What are the greatest challenges and rewards of being a working mom?
Mom guilt is very challenging. I remind myself that, when I’m working, I’m the best version of myself and that’s ultimately best for my son as well. It is so rewarding when my son asks to “help” me with my work. He’ll examine product and say, “I like it mommy, I like it!” I am so glad he gets to grow up seeing two parents do what they love.
When it comes to being a mom, what are you most insecure about and what are you most confident about?
Depends on the day! In general, I am most confident about how loved and secure I make my son feel. I am most insecure about his eating habits these days.
If you had to choose just one, what has been your favorite part of motherhood so far?
The unconditional love I receive from my son can always turn my day around. I feel like I have a higher purpose and the little things don’t bother me as much now (most of the
What advice would you give to your 22-year-old self?
Slow down. Everything is a phase — the good and the bad!
Can you share with us a few mom hacks you rely on to make things work in your day-to-day life?
1. I make everything a game for my son to make transitioning from one activity to another easier. For instance, he doesn’t want to stop playing to go take a bath, so we say bye to his toys and look for his ducky. We’ll look under random objects and he says, “Silly mommy, ducky is in the bathroom” and all of a sudden he’s ready to get in the bath. It’s fun for me to see his absolute glee versus the screaming that would typically ensue. When he starts getting impatient if we are out somewhere, we also play “I Spy” and that always buys me time.
2. We have been following the Montessori method since my son was born. We keep a few toys out, and the rest are in the closet — we rotate them periodically and it’s like a new toy each time. Our system is not as streamlined as it used to be, but we still follow the same principle. I used Montikids and Lovevery and could not be happier with how well this worked for us.
3. I have struggled with my mental health for so many years now that I make it a priority to do something for myself every day. Some days that’s a cat nap or some mindless TV watching, and other days it’s Qigong and pilates. It’s sometimes overwhelming for me to even take 10 minutes off, but I make sure to spare at least a few minutes to be calm.
4. Periodic brain dumps — it can be 10 minutes or 30 minutes, but make sure to set a timer. I make four categories: Rohan, Hava, home, and miscellaneous (yes, I fall under miscellaneous). This has been working really well for me. I’m still behind on my to-do list, but I feel less overwhelmed by it.

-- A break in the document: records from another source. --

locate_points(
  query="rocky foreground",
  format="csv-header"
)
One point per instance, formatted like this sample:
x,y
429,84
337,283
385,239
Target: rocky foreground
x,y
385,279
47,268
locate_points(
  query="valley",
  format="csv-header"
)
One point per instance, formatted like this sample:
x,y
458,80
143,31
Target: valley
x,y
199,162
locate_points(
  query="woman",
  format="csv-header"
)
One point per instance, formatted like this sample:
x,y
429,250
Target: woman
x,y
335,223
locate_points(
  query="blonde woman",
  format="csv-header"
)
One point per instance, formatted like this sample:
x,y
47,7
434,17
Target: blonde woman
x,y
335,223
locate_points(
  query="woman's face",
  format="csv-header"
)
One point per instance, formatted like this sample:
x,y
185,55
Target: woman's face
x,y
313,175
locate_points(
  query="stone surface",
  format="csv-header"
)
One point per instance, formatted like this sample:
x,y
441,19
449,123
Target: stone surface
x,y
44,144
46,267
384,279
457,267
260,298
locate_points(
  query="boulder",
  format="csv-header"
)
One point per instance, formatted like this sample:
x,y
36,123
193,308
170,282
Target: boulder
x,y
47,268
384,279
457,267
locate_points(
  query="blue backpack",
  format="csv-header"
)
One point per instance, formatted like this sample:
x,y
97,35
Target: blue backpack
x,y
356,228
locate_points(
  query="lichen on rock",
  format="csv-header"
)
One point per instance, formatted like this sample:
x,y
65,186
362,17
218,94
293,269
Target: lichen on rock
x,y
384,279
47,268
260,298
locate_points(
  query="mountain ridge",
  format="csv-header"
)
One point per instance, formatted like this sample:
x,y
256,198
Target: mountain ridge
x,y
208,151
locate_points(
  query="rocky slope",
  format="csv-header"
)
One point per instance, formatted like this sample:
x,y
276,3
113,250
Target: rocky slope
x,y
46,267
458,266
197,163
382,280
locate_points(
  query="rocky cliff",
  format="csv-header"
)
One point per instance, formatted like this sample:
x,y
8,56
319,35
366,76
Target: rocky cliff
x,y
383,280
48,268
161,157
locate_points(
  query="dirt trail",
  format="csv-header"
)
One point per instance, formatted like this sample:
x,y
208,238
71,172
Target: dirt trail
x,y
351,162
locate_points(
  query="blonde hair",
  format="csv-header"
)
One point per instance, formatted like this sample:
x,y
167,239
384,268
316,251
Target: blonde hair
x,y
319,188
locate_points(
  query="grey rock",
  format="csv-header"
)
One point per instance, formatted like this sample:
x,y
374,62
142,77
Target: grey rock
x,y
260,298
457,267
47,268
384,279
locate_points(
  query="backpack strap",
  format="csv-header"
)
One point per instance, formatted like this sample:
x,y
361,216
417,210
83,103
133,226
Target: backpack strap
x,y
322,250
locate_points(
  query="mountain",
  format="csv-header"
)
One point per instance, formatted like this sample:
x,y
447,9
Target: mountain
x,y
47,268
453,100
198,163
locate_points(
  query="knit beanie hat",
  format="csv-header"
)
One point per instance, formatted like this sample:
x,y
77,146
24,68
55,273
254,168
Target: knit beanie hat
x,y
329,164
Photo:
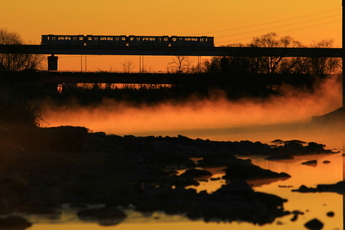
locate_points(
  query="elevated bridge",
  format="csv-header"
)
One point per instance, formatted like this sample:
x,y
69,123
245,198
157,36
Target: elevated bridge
x,y
172,51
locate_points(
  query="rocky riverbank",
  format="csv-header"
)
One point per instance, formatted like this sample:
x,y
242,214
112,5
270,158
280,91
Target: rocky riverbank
x,y
43,169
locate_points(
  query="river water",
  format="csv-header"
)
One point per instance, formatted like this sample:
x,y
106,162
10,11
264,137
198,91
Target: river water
x,y
286,118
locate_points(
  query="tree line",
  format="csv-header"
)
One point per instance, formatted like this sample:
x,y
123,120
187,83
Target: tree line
x,y
268,64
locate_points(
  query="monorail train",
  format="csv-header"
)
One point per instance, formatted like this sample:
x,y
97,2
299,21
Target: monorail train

5. The best mom hack is learning to be OK with not doing it all. Even with the tons of tips and tricks I’ve implanted in my life, things still tend to fall between the cracks, and that’s OK!
Mownika Chawla is The Everymom…
Last Netflix show you binged? Friends — for the millionth time!

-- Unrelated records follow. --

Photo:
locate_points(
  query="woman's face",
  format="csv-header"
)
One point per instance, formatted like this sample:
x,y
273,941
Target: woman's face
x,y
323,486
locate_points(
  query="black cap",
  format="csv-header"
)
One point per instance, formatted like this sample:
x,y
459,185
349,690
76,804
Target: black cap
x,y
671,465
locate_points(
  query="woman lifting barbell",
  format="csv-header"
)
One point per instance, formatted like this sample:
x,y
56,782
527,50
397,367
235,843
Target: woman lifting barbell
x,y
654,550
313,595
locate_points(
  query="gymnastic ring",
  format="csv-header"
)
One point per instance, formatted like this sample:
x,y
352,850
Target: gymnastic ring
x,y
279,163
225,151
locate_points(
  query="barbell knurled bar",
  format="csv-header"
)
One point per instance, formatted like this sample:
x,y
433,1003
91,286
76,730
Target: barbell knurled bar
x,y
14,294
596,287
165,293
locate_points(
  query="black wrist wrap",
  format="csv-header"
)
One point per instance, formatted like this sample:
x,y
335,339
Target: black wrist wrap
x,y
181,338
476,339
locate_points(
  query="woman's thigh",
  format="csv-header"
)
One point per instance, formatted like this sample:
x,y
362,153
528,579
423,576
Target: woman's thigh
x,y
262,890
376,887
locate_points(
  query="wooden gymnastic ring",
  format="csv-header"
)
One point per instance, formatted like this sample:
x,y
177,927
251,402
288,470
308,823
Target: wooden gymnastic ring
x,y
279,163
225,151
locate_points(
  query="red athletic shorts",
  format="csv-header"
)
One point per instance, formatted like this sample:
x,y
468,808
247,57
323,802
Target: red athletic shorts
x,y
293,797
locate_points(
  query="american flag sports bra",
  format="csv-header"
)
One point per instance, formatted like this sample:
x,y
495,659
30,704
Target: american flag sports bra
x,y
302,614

Beauty product you can’t live without? Augustinus Bader The Rich Cream
Favorite Hava product? Sachi set! Being a boy mom, it’s nice to have a unique set to mix and match. We use it so much.
Dream vacation spot? An overwater villa in the Maldives
Favorite way to wind down after a long day? Watching TV with my husband
Your camera roll is full of… my two babies, Rohan and Hava
Most embarrassing mom moment? Any time Rohan lifts up my skirt or shirt in public!
Favorite family tradition? Not exactly a tradition, but Rohan’s bedtime routine is so calming and the three of us feel so connected during that time every day.
If you could have lunch with any woman, who would it be and why? Eva Chen! I really admire how she forged her own path. I think that would be a fun lunch!